LacPatrick has created a 30,000 sq ft dairy technology centre that it describes as “one of the most innovative and modern facilities of its kind in the European dairy industry”.
Costing over £30 million, the new facility at its Artigarvan plant, near Strabane, in county Tyrone, houses new evaporation and spray–drying technology capable of making advanced dairy ingredients for LacPatrick’s expanding markets in Britain, other parts of Europe, as well as the Middle East, Africa and Asia.
LacPatrick chief executive Gabriel D’Arcy, says the new facility will allow the dairy, which also has operations in Monaghan in the Republic of Ireland and Coleraine in Northern Ireland, to produce up to 12 tonnes of dried dairy ingredients an hour up from five tonnes previously, and process 2.5 million litres of milk a day on the site, up from one million previously.
It currently processes around 600 million litres of milk from farm suppliers in both Northern Ireland and the Republic of Ireland and can sell every litre processed.
“The rationale behind the new investment is to increase processing capacity to enable us to meet the growing demand for existing products, such as milk powders, and to develop new products,” he adds.

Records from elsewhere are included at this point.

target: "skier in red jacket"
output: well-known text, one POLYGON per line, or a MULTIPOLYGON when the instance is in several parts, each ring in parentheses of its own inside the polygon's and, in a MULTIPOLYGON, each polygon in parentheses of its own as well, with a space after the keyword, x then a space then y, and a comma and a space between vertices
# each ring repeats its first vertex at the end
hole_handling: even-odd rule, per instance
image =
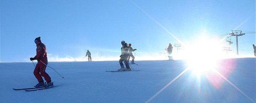
POLYGON ((37 60, 37 64, 35 67, 34 75, 39 83, 34 87, 49 87, 53 86, 51 77, 45 72, 45 69, 48 64, 47 53, 45 45, 41 42, 40 37, 35 39, 35 43, 36 44, 36 55, 34 57, 31 57, 30 60, 37 60), (47 83, 45 84, 42 76, 44 77, 47 83))

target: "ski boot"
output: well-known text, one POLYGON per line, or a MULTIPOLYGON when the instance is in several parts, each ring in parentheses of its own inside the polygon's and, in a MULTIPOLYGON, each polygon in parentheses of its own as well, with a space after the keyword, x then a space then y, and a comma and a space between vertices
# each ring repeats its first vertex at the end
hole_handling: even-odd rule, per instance
POLYGON ((126 71, 130 71, 130 70, 131 70, 130 69, 125 69, 126 71))
POLYGON ((34 87, 36 88, 43 87, 45 87, 45 83, 44 83, 43 82, 40 82, 38 84, 36 84, 36 85, 34 87))
POLYGON ((53 86, 53 82, 51 81, 48 83, 46 83, 45 87, 46 88, 49 88, 52 86, 53 86))
POLYGON ((118 71, 125 71, 126 69, 125 68, 121 68, 120 69, 117 70, 118 71))

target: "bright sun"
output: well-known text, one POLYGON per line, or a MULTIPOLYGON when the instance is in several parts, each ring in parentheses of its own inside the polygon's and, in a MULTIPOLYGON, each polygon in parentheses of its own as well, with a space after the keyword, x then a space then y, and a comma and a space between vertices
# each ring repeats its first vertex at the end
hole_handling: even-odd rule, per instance
POLYGON ((197 75, 214 69, 216 60, 222 56, 223 46, 219 41, 204 39, 189 46, 187 51, 189 68, 197 75))

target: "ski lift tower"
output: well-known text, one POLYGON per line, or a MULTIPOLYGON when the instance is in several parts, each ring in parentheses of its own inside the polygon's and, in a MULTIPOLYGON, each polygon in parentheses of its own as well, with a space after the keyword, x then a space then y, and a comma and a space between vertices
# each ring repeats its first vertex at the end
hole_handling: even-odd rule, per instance
POLYGON ((181 46, 180 43, 174 43, 174 46, 177 47, 177 53, 179 53, 179 47, 181 46))
POLYGON ((235 36, 237 39, 237 55, 239 55, 238 53, 238 37, 242 36, 245 34, 242 34, 242 31, 239 30, 231 30, 232 33, 229 33, 229 34, 231 35, 231 36, 235 36))
POLYGON ((228 52, 232 50, 230 50, 230 48, 229 47, 223 47, 223 50, 227 51, 227 55, 228 55, 228 52))

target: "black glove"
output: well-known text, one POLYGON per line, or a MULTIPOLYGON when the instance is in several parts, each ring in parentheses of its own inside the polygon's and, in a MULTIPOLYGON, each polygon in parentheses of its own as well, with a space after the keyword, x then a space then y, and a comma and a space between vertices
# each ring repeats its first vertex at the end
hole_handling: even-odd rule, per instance
POLYGON ((29 59, 30 60, 32 61, 33 60, 35 60, 35 58, 34 58, 33 57, 31 57, 30 58, 29 58, 29 59))
POLYGON ((37 58, 37 59, 35 59, 35 60, 37 60, 38 61, 40 61, 41 60, 41 58, 42 57, 40 57, 38 58, 37 58))

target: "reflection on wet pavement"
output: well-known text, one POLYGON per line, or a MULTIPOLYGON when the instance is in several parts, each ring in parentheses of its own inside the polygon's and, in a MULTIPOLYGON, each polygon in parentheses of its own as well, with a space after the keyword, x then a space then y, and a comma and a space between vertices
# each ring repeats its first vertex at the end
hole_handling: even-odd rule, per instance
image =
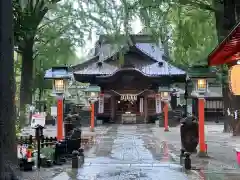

The new facility has one of the lowest carbon footprints of its kind in Western Europe and has more than doubled LacPatrick’s capacity to meet the demands of emerging markets As a result of this investment, LacPatrick is now the largest producer of spray dried milk in the UK and is now completely self–sufficient to process its own milk pool and able to assist other creameries with additional milk during peak season.
The new dryer has been proven to produce a range of unique and innovative dairy ingredients such as instantised powders and low spore powders. The uniqueness of the new equipment allows the dryer to continue producing powder 24 hours a day for up to 28 days without stopping where the existing dryers must be washed every 20 hours, making it vastly more efficient.
LacPatrick was formed in July 2015 by the merger of two of Ireland’s oldest dairy co–operatives; Town of Monaghan and Ballyrashane at Coleraine in county Derry. As well as milk powders and liquid milk, LacPatrick also produces butter and cheese.